ANDAPA – In the last three years, the U.S. government, through the U.S. Agency for International Development (USAID), helped vanilla producers in the SAVA region increase their income and access to markets while protecting the environment.
The project supported premium vanilla sales, contributed to a 280 percent increase over a three-year period, and sequestered more than five million tons of carbon. Major accomplishments also include Rainforest Alliance Certification and Grown For Good Certification for more than 3,000 participating farmers.
USAID, NCBA CLUSA, McCormick Global Ingredients Limited Company, and local export companies implemented this public-private partnership project that helped cooperatives produce more than 300,000 seedlings and improve natural resource management of more than 5,000 hectares of land. The project also improved the financial literacy and social safety nets of farmers and their families and created 55 new village savings and loan groups, consisting of over a thousand members, and improved the access to health services for 435 households.

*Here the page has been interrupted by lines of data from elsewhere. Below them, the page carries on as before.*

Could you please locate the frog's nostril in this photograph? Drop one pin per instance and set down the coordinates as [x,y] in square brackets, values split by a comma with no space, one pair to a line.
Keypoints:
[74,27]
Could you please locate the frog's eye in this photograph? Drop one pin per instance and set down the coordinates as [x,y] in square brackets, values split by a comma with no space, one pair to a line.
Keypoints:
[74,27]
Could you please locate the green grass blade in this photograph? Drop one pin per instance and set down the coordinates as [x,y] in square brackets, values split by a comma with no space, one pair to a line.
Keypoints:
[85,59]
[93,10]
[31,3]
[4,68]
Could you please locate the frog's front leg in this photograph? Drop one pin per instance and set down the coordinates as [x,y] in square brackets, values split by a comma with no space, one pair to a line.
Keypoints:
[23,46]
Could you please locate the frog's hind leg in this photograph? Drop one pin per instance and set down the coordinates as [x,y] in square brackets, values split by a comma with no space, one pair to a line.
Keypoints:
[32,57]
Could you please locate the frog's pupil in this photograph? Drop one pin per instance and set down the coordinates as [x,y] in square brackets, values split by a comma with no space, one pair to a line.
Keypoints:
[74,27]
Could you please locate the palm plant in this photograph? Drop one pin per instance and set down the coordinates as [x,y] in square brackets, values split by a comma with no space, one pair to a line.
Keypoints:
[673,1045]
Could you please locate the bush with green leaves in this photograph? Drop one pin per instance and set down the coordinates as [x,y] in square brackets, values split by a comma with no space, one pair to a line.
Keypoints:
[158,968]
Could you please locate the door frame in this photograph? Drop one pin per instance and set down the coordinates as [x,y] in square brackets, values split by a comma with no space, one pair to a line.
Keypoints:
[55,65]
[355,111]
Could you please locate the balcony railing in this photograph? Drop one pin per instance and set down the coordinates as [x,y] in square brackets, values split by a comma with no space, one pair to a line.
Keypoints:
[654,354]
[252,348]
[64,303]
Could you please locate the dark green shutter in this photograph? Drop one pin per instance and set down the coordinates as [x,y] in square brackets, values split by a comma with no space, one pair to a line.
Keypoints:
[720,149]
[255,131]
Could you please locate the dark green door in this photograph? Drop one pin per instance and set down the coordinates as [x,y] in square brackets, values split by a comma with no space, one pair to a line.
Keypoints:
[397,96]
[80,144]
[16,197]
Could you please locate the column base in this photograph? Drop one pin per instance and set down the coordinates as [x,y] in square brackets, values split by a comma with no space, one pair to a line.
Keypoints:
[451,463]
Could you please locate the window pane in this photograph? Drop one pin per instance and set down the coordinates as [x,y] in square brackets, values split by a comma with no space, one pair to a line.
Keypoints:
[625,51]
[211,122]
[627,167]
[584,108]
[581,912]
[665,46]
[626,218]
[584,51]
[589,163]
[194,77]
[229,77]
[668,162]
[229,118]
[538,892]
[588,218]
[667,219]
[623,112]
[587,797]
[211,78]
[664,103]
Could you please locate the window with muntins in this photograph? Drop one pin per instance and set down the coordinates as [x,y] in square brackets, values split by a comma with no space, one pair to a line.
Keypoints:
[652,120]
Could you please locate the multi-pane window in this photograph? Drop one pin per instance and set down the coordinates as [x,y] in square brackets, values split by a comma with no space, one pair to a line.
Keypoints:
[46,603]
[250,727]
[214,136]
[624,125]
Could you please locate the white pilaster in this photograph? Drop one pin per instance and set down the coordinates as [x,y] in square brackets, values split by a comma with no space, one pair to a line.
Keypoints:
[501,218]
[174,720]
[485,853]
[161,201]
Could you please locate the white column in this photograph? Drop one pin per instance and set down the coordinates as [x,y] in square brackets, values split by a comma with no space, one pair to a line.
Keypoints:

At the close-out event in Andapa, USAID Sustainable Environment and Economic Development Office Director Benjamin Skolnik remarked, “Despite the volatility of vanilla markets in Madagascar, this project was able to improve the incomes of producers while having a significant impact on the local environment. Linking improved productivity with healthy forests is really the key to economic and environmental prosperity.” USAID intends to continue work in this region through future activities.
The United States stands side by side with Madagascar to safeguard the country’s unique biodiversity. Since 2013, USAID has committed nearly $80 million in programs that promote sustainability, improve livelihoods for local communities, bolster governance of natural resources, diminish international wildlife trafficking, and protect thousands of hectares from illegal exploitation.